Modified ASV suite of benchmark tests to gather IO performance metrics in Pangeo environments. Set of tests exist for cloud, HPC, and workstation-like environments across different mixture of storage backends and APIs. We're mainly concerned with benchmarking Xarray/Dask performance in both single and multiprocessor/multithreaded/clustered environments.
airspeedvelocity is the basis of these benchmarks, although workflow has been modified to accomodate gathering IO statistics.
Basics and running the benchmarks.
You typically run ASV benchmarks through its command line tool, but with this implementation, the runs are conducted through a Python script:
usage: run_benchmarks.py [-h] -b BENCHMARK [BENCHMARK ...] [-n N_RUNS [N_RUNS ...]]

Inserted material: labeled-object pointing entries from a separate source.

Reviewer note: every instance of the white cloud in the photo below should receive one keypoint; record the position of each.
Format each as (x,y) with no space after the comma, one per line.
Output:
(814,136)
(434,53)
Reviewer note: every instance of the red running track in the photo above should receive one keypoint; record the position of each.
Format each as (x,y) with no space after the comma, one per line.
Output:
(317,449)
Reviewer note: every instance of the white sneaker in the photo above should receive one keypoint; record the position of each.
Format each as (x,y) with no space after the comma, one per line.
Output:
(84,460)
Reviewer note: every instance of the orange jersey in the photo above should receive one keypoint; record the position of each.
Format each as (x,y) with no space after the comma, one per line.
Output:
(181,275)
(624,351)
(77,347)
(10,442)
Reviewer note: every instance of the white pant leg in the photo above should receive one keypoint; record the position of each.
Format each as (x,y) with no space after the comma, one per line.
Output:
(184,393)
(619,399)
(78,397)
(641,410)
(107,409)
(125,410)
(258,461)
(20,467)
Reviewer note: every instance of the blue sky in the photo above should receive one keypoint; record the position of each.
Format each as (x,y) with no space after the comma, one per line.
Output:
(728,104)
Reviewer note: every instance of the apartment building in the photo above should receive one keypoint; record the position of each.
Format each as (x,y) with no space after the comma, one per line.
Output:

BENCHMARK is a regex of the benchmark test you'd like to run. For example, if you want to run all the GCP Kubernetes read tests 10 times, you'd execute,
python run_benchmarks.py -b gcp_kubernetes_read* -n 10
This will then generate all the benchmark runs, and scrape the resultant JSON output and append them to a CSV file. Data is collected from most recent ASV JSON results file for the machine the tests are being run on. If your directory has results from a different machine, this script will not collect data from that at this time.
Suite of Tests
The following perfomance tests are conducted:
- mean / variance
- convolution (smoothing) over spatial dimensions
- multidimensional Fourier transforms
- netcdf -> POSIX -> local storage
- netcdf -> POSIX -> some sort of disk presentation layer (e.g. FUSE) -> cloud bucket
- Zarr -> POSIX -> local storage
- Zarr -> cloud bucket
- h5netcdf -> POSIX -> local storage
- h5netcdf -> hsds -> cloud bucket
- TileDB -> cloud (currently only S3)
- TileDB -> POSIX (local, Lustre, etc)
- TileDB -> HDFS